【プロット】五年越しのプロポーズ(仮)
空港のVIPラウンジの出口付近(夜)

イベントが無事に終わり、ヒロイン・彩香(26)は仕事を終えて空港の託児所に向かっていた。

「今日は大きな問題もなく終わってよかった……」

彼女の勤務先では、イベントやVIP対応のある社員向けに、空港内の提携託児所を利用できるシステムがあった。
彩香は、そこに息子の悠真(4)を預けていたのだ。

「悠真、待たせちゃったね」
「ううん! 先生と一緒に遊んでたよ!」

無邪気な笑顔を見せる悠真の手を握りながら、彩香は駐車場に向かって歩き始めた。

だが、そのとき──

(あ……ラウンジの前に、誰かいる?)

視線を向けた瞬間、心臓が跳ね上がった。
目の前に立っていたのは、制服姿の男性──橘颯真(32)

(……嘘)

見間違えるはずがない。
五年前、最も愛した男。
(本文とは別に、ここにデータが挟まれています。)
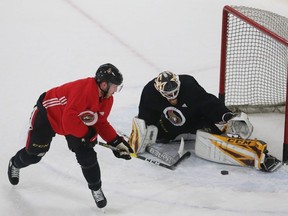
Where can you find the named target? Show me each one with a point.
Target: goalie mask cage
(254, 62)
そして、今も忘れられない、たった一人の人。

颯真もまた、静かに視線を上げ、真っ直ぐにこちらを見つめていた。

沈黙。
まるで時間が止まったような、張り詰めた空気。

彼の瞳が、微かに揺れる。

「……彩香?」

たった一言。
だが、懐かしさと驚きと、言いようのない感情が滲んでいた。

彩香の指先が冷たくなっていく。

(ダメ……逃げなきゃ)

彼が知るべきじゃない。
過去のことも、この子のことも──。

彩香は何も言わずに、悠真の手を引き、足早にその場を離れようとした。

「ママ?」

だが、突然──悠真の足がもつれ、転びそうになった。

次の瞬間、颯真の体が本能的に動いた。

手を伸ばし、転びかけた悠真をしっかりと抱き上げる。

「大丈夫か?」

小さな身体を抱きしめながら、顔を覗き込んだ──。

その瞬間、息をのむ。

目の前の子ども。
くりっとした大きな瞳。自分と同じ、琥珀色の瞳。
そして、どこか見覚えのある、顔立ち。

颯真の心臓が、思い切り揺さぶられる。

(……まさか)

喉が渇くような感覚。
理解が追いつかないまま、彼はゆっくりと顔を上げ、彩香を見た。

彼女は──泣きそうな顔をしていた。

「……待て。まさか、この子は……」

だが、彼の言葉が終わる前に──彩香は震える声で言った。

「やめて」

そのまま、颯真の腕の中から悠真を引き寄せ、何も言わずに空港の出口へと歩き出す。

颯真は、ただ呆然とその背中を見送るしかなかった──。